This article originally appeared on More Minimal. It is reprinted here in archive form.
One of the toughest things about decluttering our lives is just finding a place to get started. If you’re like most people, you are probably so crowded that the task seems impossible.
Which is why it pays to start small, with bite-size projects that produce results you’ll be able to see, but are limited in scope. It’s also smart to get right after those close-at-hand storage areas where clutter accumulates fastest. Here are five likely prospects that shouldn’t take more than an hour apiece. Begin by disposing of undue sentiment, set aside an afternoon, and let’s get more minimal!
Kitchen storage cabinets
Count the number of people you could comfortably seat for dining in your home. If you have a table for four and two TV trays, the total is six. This is the number of place settings you really need (six dinner plates, six mugs or teacups, six drink tumblers, six silverware settings, etc.). Dispose of the rest. If you entertain using outdoor furniture, keep extra settings for this purpose — but box them between seasons.
Most people cram them until there’s no room left, or until the shelf literally bends under the load. We’re going to leave a third of each shelf empty. Start by removing any knickknack you haven’t touched in two years (or any which no longer please you). Do the same with books unread in the last five years. Repeat the process with more frequently used items until you have your space. The tops of free-standing shelves are for decorations, not things you wish to store. Dispose of what you’ve taken down and get the dust rag!
We’re going to create space on a third of each shelf here, too. Dispose of any boxed items older than a year (in other words, anything stale or that you’re unlikely to actually eat). Food is always the last thing to go, and you can make space by committing less-frequently consumed items to next week’s menu. Remove kitchen gadgets, appliances, pans, or knickknacks you haven’t used in five years. Repeat the process with more frequently used items until you have your space.

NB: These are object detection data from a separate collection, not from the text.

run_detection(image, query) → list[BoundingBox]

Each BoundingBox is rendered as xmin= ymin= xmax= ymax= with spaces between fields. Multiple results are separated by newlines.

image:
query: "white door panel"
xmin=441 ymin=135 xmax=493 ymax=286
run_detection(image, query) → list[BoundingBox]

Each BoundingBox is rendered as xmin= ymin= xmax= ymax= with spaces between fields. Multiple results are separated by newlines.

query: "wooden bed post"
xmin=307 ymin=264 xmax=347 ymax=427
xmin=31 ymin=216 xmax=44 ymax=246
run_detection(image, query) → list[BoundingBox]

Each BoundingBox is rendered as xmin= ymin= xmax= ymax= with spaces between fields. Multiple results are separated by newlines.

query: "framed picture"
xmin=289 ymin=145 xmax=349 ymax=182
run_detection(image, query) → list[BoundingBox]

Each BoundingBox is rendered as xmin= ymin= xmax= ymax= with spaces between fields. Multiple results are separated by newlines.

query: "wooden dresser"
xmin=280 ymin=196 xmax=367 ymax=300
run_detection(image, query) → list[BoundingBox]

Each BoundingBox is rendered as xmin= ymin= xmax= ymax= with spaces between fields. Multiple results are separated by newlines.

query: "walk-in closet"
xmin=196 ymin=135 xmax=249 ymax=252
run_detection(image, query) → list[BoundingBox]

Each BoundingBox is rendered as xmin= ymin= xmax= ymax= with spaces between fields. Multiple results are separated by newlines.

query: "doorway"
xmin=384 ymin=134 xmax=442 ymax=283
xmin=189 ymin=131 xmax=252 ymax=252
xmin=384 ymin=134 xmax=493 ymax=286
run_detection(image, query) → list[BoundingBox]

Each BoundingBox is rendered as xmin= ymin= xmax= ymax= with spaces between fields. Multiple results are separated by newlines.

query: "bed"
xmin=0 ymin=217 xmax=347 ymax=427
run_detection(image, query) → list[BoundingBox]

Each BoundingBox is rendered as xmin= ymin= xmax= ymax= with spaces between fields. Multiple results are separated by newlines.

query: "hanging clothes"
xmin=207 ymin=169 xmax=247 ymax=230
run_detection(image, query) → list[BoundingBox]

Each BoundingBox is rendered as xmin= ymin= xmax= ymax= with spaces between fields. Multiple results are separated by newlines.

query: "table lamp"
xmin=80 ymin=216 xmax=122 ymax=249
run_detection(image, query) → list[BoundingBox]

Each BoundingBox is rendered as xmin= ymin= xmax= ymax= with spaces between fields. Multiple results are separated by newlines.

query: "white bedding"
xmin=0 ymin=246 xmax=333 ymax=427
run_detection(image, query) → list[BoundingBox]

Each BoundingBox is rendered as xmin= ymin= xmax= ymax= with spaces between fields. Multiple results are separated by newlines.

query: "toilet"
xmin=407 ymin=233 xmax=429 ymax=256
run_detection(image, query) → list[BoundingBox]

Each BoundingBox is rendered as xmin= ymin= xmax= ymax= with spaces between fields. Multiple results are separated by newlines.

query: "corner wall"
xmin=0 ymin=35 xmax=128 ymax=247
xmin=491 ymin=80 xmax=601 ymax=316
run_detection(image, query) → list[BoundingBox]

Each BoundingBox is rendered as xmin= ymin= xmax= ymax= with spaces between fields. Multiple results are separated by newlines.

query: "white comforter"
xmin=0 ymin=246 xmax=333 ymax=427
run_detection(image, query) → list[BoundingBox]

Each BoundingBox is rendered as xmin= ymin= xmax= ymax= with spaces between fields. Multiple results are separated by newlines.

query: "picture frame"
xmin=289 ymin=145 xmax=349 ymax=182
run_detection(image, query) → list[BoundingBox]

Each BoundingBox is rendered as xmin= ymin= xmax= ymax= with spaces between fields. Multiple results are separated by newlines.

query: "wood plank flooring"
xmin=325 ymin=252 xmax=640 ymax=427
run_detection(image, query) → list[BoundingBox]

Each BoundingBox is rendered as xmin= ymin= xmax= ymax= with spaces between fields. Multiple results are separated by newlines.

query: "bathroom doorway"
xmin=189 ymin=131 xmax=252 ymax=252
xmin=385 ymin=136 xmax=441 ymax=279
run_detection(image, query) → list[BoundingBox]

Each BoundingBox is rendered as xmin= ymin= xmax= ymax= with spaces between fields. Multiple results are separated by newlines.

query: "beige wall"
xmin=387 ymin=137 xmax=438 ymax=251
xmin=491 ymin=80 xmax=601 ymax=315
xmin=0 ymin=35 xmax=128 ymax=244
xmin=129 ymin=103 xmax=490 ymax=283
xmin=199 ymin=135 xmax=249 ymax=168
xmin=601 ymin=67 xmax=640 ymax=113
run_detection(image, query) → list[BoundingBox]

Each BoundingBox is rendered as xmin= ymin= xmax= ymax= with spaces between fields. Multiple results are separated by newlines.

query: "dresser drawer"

Here’s a popular general dumping ground for things which should have more permanent places. Your fridge top is poor storage space, being impossible to clean and sort — and pushing something down the back by mistake can be really frustrating. So this is easy: Take everything down. Toss or recycle the obvious trash, then find shelves for everything you need and have room to store. Dispose of whatever is left. Reserve the top of your fridge for one or two decorations too large to fall behind the appliance, and not heavy enough to hurt people or pets if there should be a tumble.
Once again, we’re looking for at least a third empty space on shelves and clothing racks. Start by removing any item that doesn’t fit, or you’d no longer wear. Then — beginning with clothes you’ve not worn in the last two seasons — create your hanging space. Use the same process for closet shelving that we used for free-standing shelves, keeping in mind that decorations stored in a closet are clutter, not decorations. Guys: Dump the ugly ties, even the one she gave you. Ladies: You’ve got some extra shoes, don’t you? Of course. Thin them out. Do not allow floor storage to reach the bottom of your clothing.
A word about “disposing’”of things: Obviously, there are better alternatives to taking things down to the curb. Since we’re decluttering, we’ll assume disposing of something means getting it out of the house. Resell, give away, or donate what you can — then recycle the rest. Enjoy having a little storage space ready for the next phase in your organizational renaissance!